I believe all God has revealed, all that he now reveals, and I believe he is yet to reveal many things.
People seem to have this belief that God just gave us knowledge. *poof* It just descended upon the people and prophets like dew in the morning, and after 4000 years of progressively teaching and revealing, It all stopped.
God said, "No more. Good Luck. Do with what you have. Oh, and pray all you like, there is nothing new to discover."
How does that make sense?
How did Moses get the 10 Commandments? Did he just sit on his throne next to his adopted brother Ramesses until God dropped the stone tablets at his feet? No! God first gave him a wake-up call. Then Moses worked for them. He worked to gain knowledge. He practiced using God's power. He practiced talking to God. He practiced getting revelation. He prayed, he worked, he thought, he taught. Eventually what he received stone tablets with laws and revelations that would help a people ready for them - the people weren't. So Moses broke those tablets and asked God for something the people could handle. They were the 10 commandments. They were a great "discovery." They would advance mankind and be a guiding map for centuries to come. They are still recited, read, and used today.
Were they the end all, beat all, immutable law? No. They were a step. They were the simpler law, the one the people were ready for then. God had something better in store, but it would have been like giving electricity to cavemen - they'd have no idea what to do with hit. So then Christ came and explained - There is much more. There is more to being morally clean than just "not having sex with a married person." There is more to brotherly love than just "not killing other people."
The scientific process is usually not about seeking better answers, but asking better questions.
Joseph Smith never planned on starting a new religion. He didn't pray to ask how he could change the Methodist church or reform the Presbyterians. He asked God which church was right. He asked a new question, a better question. God then told him "None of them are right. They all come close, but none are correct." Over the next 15 years Joseph kept praying, kept studying, learning, reading. He worked on projects to learn how to receive revelation. He translated an ancient book of scripture into English. He read the Bible over and over again. He pondered about passages that didn't seem to make sense.
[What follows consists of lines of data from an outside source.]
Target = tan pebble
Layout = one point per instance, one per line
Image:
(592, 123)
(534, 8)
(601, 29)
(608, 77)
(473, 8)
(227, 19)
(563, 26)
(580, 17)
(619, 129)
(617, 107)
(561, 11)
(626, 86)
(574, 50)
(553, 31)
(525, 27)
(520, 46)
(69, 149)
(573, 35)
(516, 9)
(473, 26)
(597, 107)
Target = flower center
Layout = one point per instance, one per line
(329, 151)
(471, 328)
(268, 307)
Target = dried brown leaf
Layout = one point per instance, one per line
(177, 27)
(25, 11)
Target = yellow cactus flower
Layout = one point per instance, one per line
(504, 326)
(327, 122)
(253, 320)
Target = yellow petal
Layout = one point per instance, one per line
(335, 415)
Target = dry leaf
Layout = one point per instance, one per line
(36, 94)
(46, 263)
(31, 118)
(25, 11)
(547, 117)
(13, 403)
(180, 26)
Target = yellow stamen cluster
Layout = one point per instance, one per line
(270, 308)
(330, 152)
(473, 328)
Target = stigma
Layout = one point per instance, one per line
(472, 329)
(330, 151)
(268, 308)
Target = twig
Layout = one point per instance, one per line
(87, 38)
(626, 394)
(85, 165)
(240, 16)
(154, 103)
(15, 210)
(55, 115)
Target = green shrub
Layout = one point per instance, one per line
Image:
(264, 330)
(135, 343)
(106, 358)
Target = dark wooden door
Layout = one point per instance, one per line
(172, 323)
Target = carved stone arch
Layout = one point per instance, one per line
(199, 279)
1. Why does 1st Corinthians 15:29 talk about baptisms for the dead?
2. Why does 2nd Corinthians 12:1-4 talk about a third heaven? How many heavens are there?
3. Why does Jeremiah 1:4–5 talk about God knowing us before we were born? Did we exist before birth?
4. Why does 1st Peter 4:6 talk about preaching the Gospel to those who are dead? Can we still learn and progress and be converted after death?
To find better answers, we have to ask better questions. Joseph Smith was not the first nor the last to ask better questions. We can all ask them. There are so many things we don't understand.
Look at the world around us. Could you explain to someone who lived just 100 years ago how cell-phones work? How about the internet, microwaves, atomic energy, space travel?
The key to spiritual knowledge and revelation is much the same as the key to physical and scientific knowledge.